Molecular identification using internal transcribed spacer technology identified all C. auris strains with 100% identity to the reference strain DSM 21092/CBS 10913. For available isolates, we performed whole-genome sequencing and aligned reads to the B8441 v2 reference genome (Figure; Appendix). A phylogenetic tree generated from whole-genome single-nucleotide polymorphism (SNP) data indicated that the isolates NRZ-2015-214, NRZ-2017-288, NRZ-2017-367, NRZ-2017-394/1-2, and NRZ-2017-505 belong to the South Asian clade, whereas NRZ-2018-545 was related to the African clade (Figure). In line with previous studies, the genetic differences observed between isolates of the same clade were small (30–800 SNPs), whereas differences between clades were large (36,000–147,000 SNPs) (4,9). Whole-genome data show that all cases identified in Germany harbor unique isolates, thus excluding transmission between these patients (Figure). As a control, the clonality of serial isolates NRZ-2017-394/1 and NRZ-2017-394/2, taken from the same patient on 2 different occasions, was confirmed; the 2 isolates were separated by only a single SNP (Figure).
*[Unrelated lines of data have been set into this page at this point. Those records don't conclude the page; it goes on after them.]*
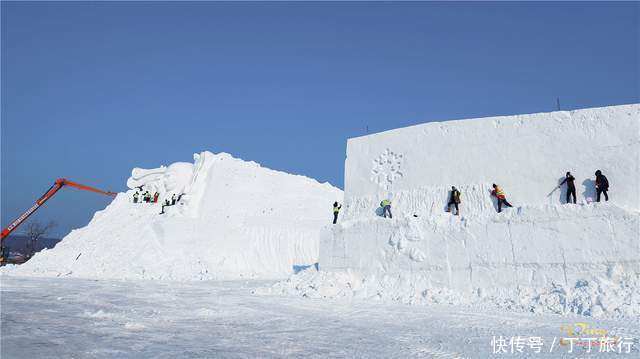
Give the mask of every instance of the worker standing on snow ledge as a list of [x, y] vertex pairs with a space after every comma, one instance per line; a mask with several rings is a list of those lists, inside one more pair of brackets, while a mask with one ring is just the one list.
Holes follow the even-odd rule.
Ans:
[[571, 172], [567, 172], [567, 176], [560, 182], [558, 188], [562, 186], [565, 182], [567, 183], [567, 200], [566, 203], [571, 203], [571, 196], [573, 196], [573, 203], [576, 203], [576, 185], [574, 183], [575, 177], [571, 175]]
[[133, 203], [138, 203], [138, 197], [140, 195], [138, 194], [138, 191], [136, 191], [136, 193], [133, 194]]
[[460, 215], [460, 208], [458, 205], [460, 204], [460, 191], [456, 188], [456, 186], [451, 186], [451, 195], [449, 196], [449, 203], [447, 203], [447, 212], [451, 212], [451, 205], [456, 208], [455, 215]]
[[162, 211], [160, 212], [160, 214], [164, 214], [164, 207], [169, 207], [169, 206], [170, 206], [169, 200], [165, 199], [164, 204], [162, 205]]
[[158, 197], [160, 196], [160, 193], [156, 192], [153, 194], [153, 203], [158, 203]]
[[380, 202], [380, 207], [382, 207], [382, 216], [384, 218], [387, 218], [387, 213], [389, 213], [389, 218], [393, 218], [393, 216], [391, 216], [391, 201], [388, 199], [383, 200]]
[[176, 194], [175, 193], [173, 195], [171, 195], [171, 205], [173, 206], [174, 204], [176, 204]]
[[507, 202], [507, 197], [504, 195], [502, 188], [498, 187], [497, 184], [493, 184], [493, 191], [491, 191], [493, 196], [496, 196], [498, 199], [498, 213], [502, 212], [502, 205], [504, 204], [507, 207], [513, 207], [509, 202]]
[[609, 180], [605, 177], [600, 170], [596, 171], [596, 202], [600, 202], [600, 193], [604, 194], [604, 200], [609, 201]]
[[342, 205], [338, 205], [338, 202], [333, 202], [333, 224], [338, 222], [338, 213], [340, 213]]

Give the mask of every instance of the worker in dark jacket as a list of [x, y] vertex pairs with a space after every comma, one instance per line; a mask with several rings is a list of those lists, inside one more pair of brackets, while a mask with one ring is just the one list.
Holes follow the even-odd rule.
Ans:
[[449, 203], [447, 203], [447, 212], [451, 211], [451, 205], [456, 208], [455, 215], [460, 214], [460, 208], [458, 205], [460, 204], [460, 191], [456, 188], [456, 186], [451, 186], [451, 194], [449, 195]]
[[140, 195], [138, 194], [138, 191], [136, 191], [136, 193], [133, 194], [133, 203], [138, 203], [138, 197]]
[[596, 202], [600, 202], [600, 193], [604, 194], [604, 200], [609, 200], [607, 191], [609, 190], [609, 180], [600, 170], [596, 171]]
[[509, 202], [507, 202], [507, 196], [504, 195], [502, 188], [498, 187], [497, 184], [493, 184], [493, 191], [491, 194], [496, 196], [498, 199], [498, 213], [502, 212], [502, 205], [504, 204], [507, 207], [513, 207]]
[[160, 193], [156, 192], [153, 194], [153, 203], [158, 203], [158, 197], [160, 196]]
[[171, 205], [173, 206], [174, 204], [176, 204], [176, 194], [175, 193], [173, 195], [171, 195]]
[[164, 200], [164, 204], [162, 205], [162, 211], [160, 212], [160, 214], [164, 214], [164, 207], [169, 207], [171, 204], [169, 203], [168, 199]]
[[383, 200], [380, 202], [380, 207], [382, 207], [382, 216], [384, 218], [387, 218], [387, 213], [389, 214], [389, 218], [393, 218], [393, 216], [391, 216], [391, 201], [388, 199]]
[[338, 202], [333, 202], [333, 224], [338, 222], [338, 213], [340, 213], [342, 205], [338, 205]]
[[567, 203], [571, 203], [570, 199], [571, 196], [573, 196], [573, 203], [576, 203], [576, 184], [575, 182], [575, 177], [573, 177], [571, 175], [571, 172], [567, 172], [567, 175], [565, 176], [565, 178], [562, 180], [562, 182], [560, 182], [560, 184], [558, 185], [558, 188], [560, 188], [560, 186], [562, 186], [563, 184], [567, 184]]

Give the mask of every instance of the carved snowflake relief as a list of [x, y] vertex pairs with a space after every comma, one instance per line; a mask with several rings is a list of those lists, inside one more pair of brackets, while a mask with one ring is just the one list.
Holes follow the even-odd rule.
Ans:
[[378, 158], [373, 160], [371, 181], [389, 191], [393, 183], [402, 178], [401, 166], [402, 154], [395, 153], [387, 148]]

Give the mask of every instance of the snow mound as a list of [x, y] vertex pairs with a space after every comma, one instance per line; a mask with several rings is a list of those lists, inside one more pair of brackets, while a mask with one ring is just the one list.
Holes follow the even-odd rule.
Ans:
[[[317, 262], [342, 191], [221, 153], [133, 169], [120, 193], [54, 249], [2, 273], [112, 279], [283, 278]], [[132, 203], [137, 186], [158, 203]], [[175, 194], [174, 206], [161, 204]]]
[[[610, 201], [593, 203], [594, 172]], [[564, 204], [567, 171], [578, 205]], [[516, 207], [497, 213], [492, 183]], [[462, 192], [461, 216], [445, 212]], [[392, 202], [393, 219], [379, 216]], [[272, 292], [638, 315], [640, 105], [427, 123], [350, 139], [320, 272]]]

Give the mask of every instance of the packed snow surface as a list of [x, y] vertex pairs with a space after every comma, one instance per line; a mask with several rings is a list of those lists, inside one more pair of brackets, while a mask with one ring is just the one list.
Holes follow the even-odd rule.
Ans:
[[[608, 202], [594, 203], [594, 172]], [[570, 171], [578, 204], [565, 204]], [[514, 208], [497, 213], [492, 183]], [[460, 216], [445, 212], [451, 186]], [[379, 203], [392, 202], [393, 219]], [[271, 292], [640, 316], [640, 105], [427, 123], [350, 139], [320, 272]], [[453, 210], [453, 208], [452, 208]]]
[[[282, 300], [251, 294], [265, 285], [3, 276], [0, 357], [631, 359], [640, 355], [638, 321], [532, 315], [475, 305]], [[620, 338], [624, 345], [603, 346], [608, 351], [601, 352], [595, 342], [590, 354], [577, 342], [571, 348], [571, 340], [596, 331]], [[497, 345], [501, 337], [505, 347]], [[510, 340], [516, 337], [526, 343], [522, 352], [511, 347]], [[539, 353], [528, 345], [536, 338], [542, 343]], [[494, 354], [501, 349], [506, 352]]]
[[[228, 154], [136, 168], [84, 228], [21, 266], [19, 275], [118, 279], [282, 278], [318, 260], [320, 228], [342, 191]], [[157, 203], [133, 203], [136, 187]], [[179, 201], [164, 208], [171, 197]], [[182, 196], [181, 196], [182, 195]], [[142, 197], [140, 197], [142, 199]]]

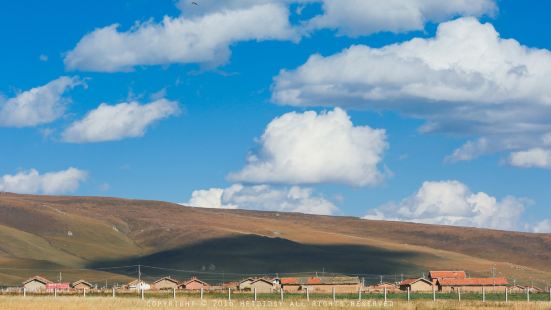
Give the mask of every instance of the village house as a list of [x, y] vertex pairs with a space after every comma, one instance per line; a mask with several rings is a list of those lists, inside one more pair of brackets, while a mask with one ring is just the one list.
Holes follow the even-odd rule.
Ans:
[[308, 288], [312, 293], [357, 293], [361, 287], [358, 277], [297, 277], [281, 278], [285, 292], [301, 292]]
[[405, 279], [399, 284], [400, 290], [410, 292], [432, 292], [435, 288], [431, 281], [424, 278]]
[[530, 294], [535, 293], [543, 293], [545, 292], [542, 288], [539, 288], [537, 286], [524, 286], [524, 285], [514, 285], [509, 287], [510, 293], [524, 293], [526, 294], [526, 291], [530, 291]]
[[163, 277], [153, 282], [151, 285], [153, 290], [173, 290], [178, 289], [178, 280], [171, 277]]
[[506, 278], [443, 278], [436, 281], [441, 292], [504, 292], [509, 285]]
[[465, 271], [429, 271], [429, 280], [436, 284], [438, 279], [465, 279], [467, 273]]
[[257, 293], [272, 293], [274, 291], [274, 283], [267, 279], [256, 279], [251, 282], [250, 290]]
[[77, 290], [77, 291], [89, 291], [93, 288], [94, 286], [92, 284], [90, 284], [89, 282], [86, 282], [84, 280], [78, 280], [78, 281], [75, 281], [73, 283], [71, 283], [71, 288], [74, 289], [74, 290]]
[[23, 288], [27, 292], [46, 291], [46, 285], [53, 283], [52, 281], [41, 276], [34, 276], [23, 282]]
[[190, 291], [199, 291], [201, 289], [207, 290], [209, 287], [210, 285], [207, 282], [201, 281], [196, 277], [192, 277], [191, 279], [178, 284], [179, 289]]
[[239, 281], [238, 289], [240, 291], [249, 291], [251, 289], [251, 283], [256, 280], [254, 278], [247, 278]]
[[151, 285], [144, 282], [143, 280], [134, 280], [132, 282], [129, 282], [125, 286], [123, 286], [124, 289], [131, 290], [131, 291], [147, 291], [151, 289]]
[[362, 289], [366, 293], [383, 293], [386, 289], [387, 293], [396, 293], [400, 291], [398, 285], [389, 282], [371, 284]]

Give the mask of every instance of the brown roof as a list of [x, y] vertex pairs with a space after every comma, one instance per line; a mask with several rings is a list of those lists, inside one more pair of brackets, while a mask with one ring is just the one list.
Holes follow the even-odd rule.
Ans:
[[187, 280], [187, 281], [184, 281], [184, 282], [180, 283], [179, 285], [188, 285], [188, 284], [190, 284], [191, 282], [199, 282], [199, 283], [201, 283], [201, 284], [203, 284], [203, 285], [205, 285], [205, 286], [209, 286], [209, 284], [208, 284], [207, 282], [201, 281], [201, 280], [197, 279], [196, 277], [193, 277], [193, 278], [191, 278], [191, 279], [189, 279], [189, 280]]
[[253, 282], [251, 282], [251, 285], [254, 284], [254, 283], [256, 283], [256, 282], [260, 282], [260, 281], [266, 282], [266, 283], [269, 283], [269, 284], [272, 284], [272, 281], [267, 280], [267, 279], [264, 279], [264, 278], [260, 278], [260, 279], [256, 279], [256, 280], [254, 280]]
[[25, 281], [23, 282], [23, 285], [25, 285], [25, 284], [27, 284], [27, 283], [29, 283], [29, 282], [32, 282], [32, 281], [38, 281], [38, 282], [41, 282], [41, 283], [44, 283], [44, 284], [53, 283], [52, 281], [50, 281], [50, 280], [48, 280], [48, 279], [46, 279], [46, 278], [44, 278], [44, 277], [41, 277], [41, 276], [34, 276], [34, 277], [32, 277], [32, 278], [29, 278], [29, 279], [25, 280]]
[[507, 278], [465, 278], [465, 279], [438, 279], [442, 286], [451, 285], [507, 285]]
[[429, 271], [429, 278], [431, 279], [442, 279], [442, 278], [453, 278], [453, 279], [464, 279], [467, 277], [465, 271]]
[[90, 284], [90, 282], [86, 282], [86, 281], [84, 281], [84, 280], [78, 280], [78, 281], [76, 281], [76, 282], [73, 282], [73, 283], [71, 284], [71, 287], [75, 287], [75, 286], [77, 286], [77, 285], [79, 285], [79, 284], [84, 284], [84, 285], [87, 285], [87, 286], [89, 286], [89, 287], [92, 287], [92, 286], [93, 286], [92, 284]]
[[405, 279], [405, 280], [403, 280], [402, 282], [400, 282], [398, 285], [410, 285], [410, 284], [413, 284], [413, 283], [418, 282], [418, 281], [423, 281], [423, 282], [426, 282], [426, 283], [432, 285], [432, 282], [430, 282], [430, 281], [427, 280], [427, 279], [423, 279], [423, 278]]
[[153, 284], [159, 283], [159, 282], [161, 282], [161, 281], [163, 281], [163, 280], [167, 280], [167, 281], [170, 281], [170, 282], [172, 282], [172, 283], [178, 284], [178, 280], [172, 279], [171, 277], [162, 277], [162, 278], [160, 278], [159, 280], [153, 282]]

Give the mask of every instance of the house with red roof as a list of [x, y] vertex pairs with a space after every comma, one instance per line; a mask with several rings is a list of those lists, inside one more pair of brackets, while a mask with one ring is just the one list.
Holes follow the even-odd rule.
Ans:
[[504, 292], [509, 281], [507, 278], [442, 278], [436, 281], [441, 292]]

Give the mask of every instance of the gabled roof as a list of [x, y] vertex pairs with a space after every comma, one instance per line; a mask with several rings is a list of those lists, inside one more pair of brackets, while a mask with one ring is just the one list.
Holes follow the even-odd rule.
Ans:
[[253, 282], [254, 280], [256, 280], [256, 278], [245, 278], [245, 279], [239, 281], [239, 284], [241, 284], [241, 283], [243, 283], [243, 282], [247, 282], [247, 281]]
[[90, 282], [86, 282], [86, 281], [84, 281], [84, 280], [78, 280], [78, 281], [73, 282], [73, 283], [71, 284], [71, 287], [75, 287], [75, 286], [77, 286], [77, 285], [79, 285], [79, 284], [84, 284], [84, 285], [87, 285], [87, 286], [89, 286], [89, 287], [92, 287], [92, 286], [93, 286], [92, 284], [90, 284]]
[[29, 282], [32, 282], [32, 281], [38, 281], [38, 282], [43, 283], [43, 284], [53, 283], [52, 281], [50, 281], [50, 280], [48, 280], [48, 279], [46, 279], [46, 278], [44, 278], [44, 277], [41, 277], [41, 276], [34, 276], [34, 277], [32, 277], [32, 278], [29, 278], [29, 279], [25, 280], [25, 281], [23, 282], [23, 285], [25, 285], [25, 284], [27, 284], [27, 283], [29, 283]]
[[453, 279], [464, 279], [467, 277], [465, 271], [429, 271], [429, 278], [431, 279], [442, 279], [442, 278], [453, 278]]
[[205, 286], [208, 286], [208, 285], [209, 285], [207, 282], [201, 281], [201, 280], [197, 279], [196, 277], [193, 277], [193, 278], [191, 278], [191, 279], [189, 279], [189, 280], [187, 280], [187, 281], [181, 282], [179, 285], [188, 285], [188, 284], [190, 284], [191, 282], [199, 282], [199, 283], [201, 283], [201, 284], [203, 284], [203, 285], [205, 285]]
[[442, 286], [460, 285], [508, 285], [507, 278], [465, 278], [465, 279], [438, 279]]
[[416, 283], [416, 282], [419, 282], [419, 281], [421, 281], [421, 282], [425, 282], [425, 283], [427, 283], [427, 284], [430, 284], [430, 285], [432, 285], [432, 282], [430, 282], [430, 281], [429, 281], [429, 280], [427, 280], [427, 279], [423, 279], [423, 278], [417, 278], [417, 279], [405, 279], [404, 281], [400, 282], [400, 284], [399, 284], [399, 285], [411, 285], [411, 284], [413, 284], [413, 283]]
[[256, 280], [254, 280], [253, 282], [251, 282], [251, 285], [254, 284], [254, 283], [257, 283], [257, 282], [266, 282], [266, 283], [268, 283], [268, 284], [270, 284], [270, 285], [273, 284], [272, 281], [270, 281], [270, 280], [268, 280], [268, 279], [260, 278], [260, 279], [256, 279]]
[[159, 283], [159, 282], [161, 282], [161, 281], [163, 281], [163, 280], [172, 282], [172, 283], [174, 283], [174, 284], [178, 284], [178, 280], [172, 279], [171, 277], [162, 277], [162, 278], [158, 279], [157, 281], [153, 282], [153, 284]]
[[359, 284], [358, 277], [300, 277], [300, 278], [281, 278], [282, 285], [339, 285], [339, 284]]

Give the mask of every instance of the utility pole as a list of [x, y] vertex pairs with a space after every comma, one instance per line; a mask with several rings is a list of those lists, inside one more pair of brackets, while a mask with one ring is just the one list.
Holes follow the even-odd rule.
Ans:
[[492, 266], [492, 278], [496, 277], [496, 265]]
[[383, 284], [383, 276], [381, 276], [381, 284]]
[[138, 284], [142, 282], [142, 265], [138, 265]]
[[61, 272], [59, 273], [59, 283], [61, 283]]

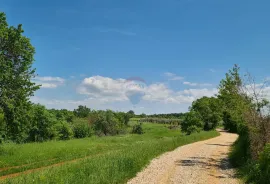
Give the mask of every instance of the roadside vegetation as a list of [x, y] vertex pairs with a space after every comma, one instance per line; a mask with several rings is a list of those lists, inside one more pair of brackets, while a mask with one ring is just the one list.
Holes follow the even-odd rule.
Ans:
[[[130, 129], [133, 125], [137, 123], [130, 122]], [[161, 153], [218, 135], [209, 131], [185, 136], [169, 125], [141, 126], [143, 134], [4, 144], [0, 155], [2, 179], [12, 173], [30, 172], [2, 183], [124, 183]], [[31, 171], [36, 168], [42, 170]]]
[[[267, 81], [256, 83], [246, 74], [240, 77], [235, 65], [221, 80], [216, 97], [203, 97], [192, 103], [181, 123], [183, 132], [191, 134], [211, 130], [221, 123], [238, 133], [230, 160], [238, 167], [245, 183], [270, 182], [270, 107], [264, 90]], [[269, 95], [269, 94], [268, 94]]]

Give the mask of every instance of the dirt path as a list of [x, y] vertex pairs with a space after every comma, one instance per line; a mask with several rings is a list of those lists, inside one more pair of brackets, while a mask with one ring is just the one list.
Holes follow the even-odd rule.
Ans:
[[151, 161], [128, 184], [238, 184], [228, 162], [230, 146], [237, 135], [220, 136], [181, 146]]

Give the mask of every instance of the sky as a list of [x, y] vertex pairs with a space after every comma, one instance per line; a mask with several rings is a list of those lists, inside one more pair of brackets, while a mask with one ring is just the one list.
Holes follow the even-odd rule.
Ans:
[[[0, 0], [48, 108], [186, 112], [238, 64], [270, 77], [268, 0]], [[258, 82], [260, 83], [260, 82]]]

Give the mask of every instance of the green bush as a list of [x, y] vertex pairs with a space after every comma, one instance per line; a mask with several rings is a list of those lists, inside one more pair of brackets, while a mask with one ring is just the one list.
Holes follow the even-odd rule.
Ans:
[[117, 113], [107, 110], [97, 114], [97, 118], [93, 122], [93, 129], [99, 136], [116, 135], [124, 133], [126, 125]]
[[29, 121], [28, 141], [46, 141], [54, 137], [53, 126], [56, 118], [42, 105], [33, 105]]
[[76, 123], [73, 125], [75, 138], [84, 138], [91, 136], [91, 127], [87, 123]]
[[5, 141], [6, 138], [6, 122], [4, 120], [4, 113], [0, 109], [0, 144]]
[[187, 133], [188, 135], [199, 132], [203, 129], [203, 121], [200, 119], [200, 116], [195, 111], [190, 111], [186, 114], [184, 121], [181, 124], [182, 132]]
[[142, 128], [142, 124], [137, 124], [137, 125], [134, 125], [132, 127], [132, 131], [131, 131], [132, 134], [143, 134], [143, 128]]
[[270, 144], [266, 145], [259, 158], [260, 184], [270, 182]]
[[237, 121], [228, 112], [223, 112], [224, 129], [232, 133], [237, 133]]
[[60, 122], [55, 125], [56, 138], [60, 140], [68, 140], [73, 137], [73, 131], [67, 122]]
[[230, 161], [234, 167], [245, 165], [250, 159], [250, 145], [248, 136], [240, 136], [230, 152]]

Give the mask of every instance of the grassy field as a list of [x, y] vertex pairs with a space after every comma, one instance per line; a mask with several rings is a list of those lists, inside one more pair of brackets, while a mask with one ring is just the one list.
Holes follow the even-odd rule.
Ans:
[[143, 135], [5, 144], [0, 147], [0, 183], [124, 183], [154, 157], [218, 135], [185, 136], [179, 129], [151, 123], [143, 129]]

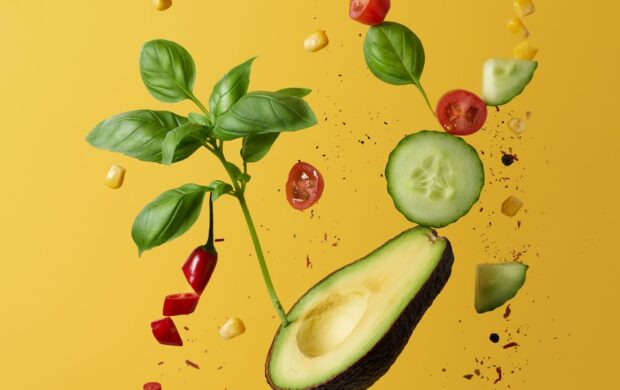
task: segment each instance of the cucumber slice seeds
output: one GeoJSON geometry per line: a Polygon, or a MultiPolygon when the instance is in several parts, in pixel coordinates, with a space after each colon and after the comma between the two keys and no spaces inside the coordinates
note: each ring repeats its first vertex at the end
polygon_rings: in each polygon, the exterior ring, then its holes
{"type": "Polygon", "coordinates": [[[482,70],[482,99],[501,106],[519,96],[534,77],[538,62],[490,59],[482,70]]]}
{"type": "Polygon", "coordinates": [[[449,225],[471,209],[484,185],[478,152],[462,138],[437,131],[405,137],[385,169],[388,193],[408,220],[449,225]]]}

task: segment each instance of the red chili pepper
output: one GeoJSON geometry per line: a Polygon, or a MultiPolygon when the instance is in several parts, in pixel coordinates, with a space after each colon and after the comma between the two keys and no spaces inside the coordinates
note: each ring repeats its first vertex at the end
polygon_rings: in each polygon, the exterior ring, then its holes
{"type": "Polygon", "coordinates": [[[164,315],[178,316],[191,314],[196,310],[200,295],[194,293],[182,293],[168,295],[164,300],[164,315]]]}
{"type": "Polygon", "coordinates": [[[204,246],[194,249],[185,261],[183,273],[197,294],[202,294],[204,291],[216,264],[217,252],[215,249],[208,251],[204,246]]]}
{"type": "Polygon", "coordinates": [[[151,322],[151,330],[153,336],[159,341],[160,344],[182,346],[183,340],[179,335],[177,327],[174,325],[172,318],[166,317],[161,320],[151,322]]]}
{"type": "Polygon", "coordinates": [[[161,385],[158,382],[145,383],[144,390],[161,390],[161,385]]]}

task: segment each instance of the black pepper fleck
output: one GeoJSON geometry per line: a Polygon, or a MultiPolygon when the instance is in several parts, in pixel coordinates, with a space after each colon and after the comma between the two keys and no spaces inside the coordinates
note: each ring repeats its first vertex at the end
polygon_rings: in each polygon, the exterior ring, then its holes
{"type": "Polygon", "coordinates": [[[512,163],[515,162],[514,156],[512,154],[503,154],[502,155],[502,164],[509,167],[512,163]]]}
{"type": "Polygon", "coordinates": [[[491,333],[489,340],[491,340],[492,343],[499,343],[499,335],[497,333],[491,333]]]}

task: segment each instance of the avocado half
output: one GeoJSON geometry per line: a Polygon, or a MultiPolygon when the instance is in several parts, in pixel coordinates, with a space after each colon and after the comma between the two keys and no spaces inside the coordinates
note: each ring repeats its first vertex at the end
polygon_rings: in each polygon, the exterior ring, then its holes
{"type": "Polygon", "coordinates": [[[407,230],[321,280],[278,329],[265,367],[273,389],[367,389],[409,341],[450,277],[450,242],[407,230]]]}

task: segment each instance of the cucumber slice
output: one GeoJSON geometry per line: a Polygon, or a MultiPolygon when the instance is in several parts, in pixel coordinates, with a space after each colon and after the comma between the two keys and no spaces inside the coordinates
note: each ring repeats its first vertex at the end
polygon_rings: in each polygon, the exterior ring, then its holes
{"type": "Polygon", "coordinates": [[[478,264],[476,311],[495,310],[512,299],[525,283],[528,266],[521,263],[478,264]]]}
{"type": "Polygon", "coordinates": [[[490,59],[482,71],[482,99],[501,106],[519,96],[534,77],[538,62],[490,59]]]}
{"type": "Polygon", "coordinates": [[[405,137],[385,168],[388,193],[408,220],[443,227],[471,209],[484,185],[476,149],[462,138],[437,131],[405,137]]]}

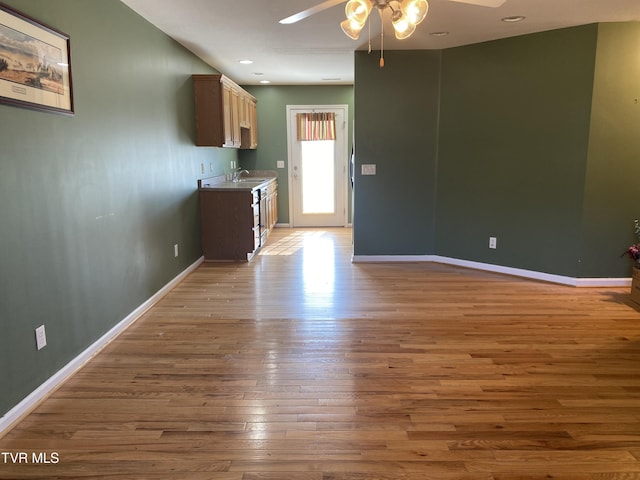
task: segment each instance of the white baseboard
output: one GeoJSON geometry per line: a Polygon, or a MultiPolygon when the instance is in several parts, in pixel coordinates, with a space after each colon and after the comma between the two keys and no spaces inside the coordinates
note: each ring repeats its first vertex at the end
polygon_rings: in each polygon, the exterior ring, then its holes
{"type": "Polygon", "coordinates": [[[628,287],[631,286],[631,278],[575,278],[554,275],[552,273],[536,272],[522,268],[504,267],[490,263],[472,262],[458,258],[441,257],[439,255],[353,255],[353,263],[373,262],[434,262],[458,267],[472,268],[486,272],[502,273],[515,277],[529,278],[543,282],[558,283],[572,287],[628,287]]]}
{"type": "Polygon", "coordinates": [[[435,262],[435,255],[353,255],[352,263],[435,262]]]}
{"type": "MultiPolygon", "coordinates": [[[[344,228],[351,228],[351,227],[353,227],[353,224],[347,223],[344,228]]],[[[276,223],[275,228],[293,228],[293,227],[291,226],[290,223],[276,223]]],[[[300,228],[305,228],[305,227],[300,227],[300,228]]],[[[311,228],[315,228],[315,227],[311,227],[311,228]]],[[[322,227],[317,227],[317,228],[322,228],[322,227]]],[[[327,228],[334,228],[334,227],[327,227],[327,228]]],[[[335,228],[341,228],[341,227],[335,227],[335,228]]]]}
{"type": "Polygon", "coordinates": [[[631,287],[631,278],[576,278],[576,287],[631,287]]]}
{"type": "Polygon", "coordinates": [[[202,262],[204,257],[200,257],[182,273],[172,279],[164,287],[158,290],[151,298],[136,308],[133,312],[116,324],[111,330],[91,344],[86,350],[81,352],[77,357],[67,363],[64,367],[53,374],[42,385],[31,392],[15,407],[9,410],[0,418],[0,438],[6,434],[13,425],[20,421],[24,416],[36,408],[44,399],[53,393],[60,385],[79,370],[85,363],[98,354],[104,347],[113,341],[118,335],[124,332],[131,324],[140,318],[147,310],[178,285],[187,275],[192,273],[202,262]]]}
MICs of fluconazole were high for all isolates (>64 mg/L), wheareas the MICs for other antifungals were variable (Appendix Table). With the exception of NRZ-2017-545, all isolates carried either the Y132F or the K143R mutations in the ERG11 gene. However, although these mutations are linked to azole resistance, they did not result in elevated MICs for all azoles in these isolates (Appendix Table) (10). We identified a S639Y mutation in the FKS1 hotspot 1 of isolate NRZ-2017-505, which was highly resistant to anidulafungin (MIC 16 mg/L).

In conclusion, C. auris has so far been isolated from individual cases in Germany. Most of these cases (6 of 7) occurred in patients who had previously been hospitalized abroad and were admitted to hospitals in Germany for continuation of medical treatment. No information on contact or environmental screening was available; such screening was likely not performed in most institutions. Thus, silent transmission and resulting carriage may have occurred unnoticed. However, no secondary cases were detected in any of the 7 hospitals affected.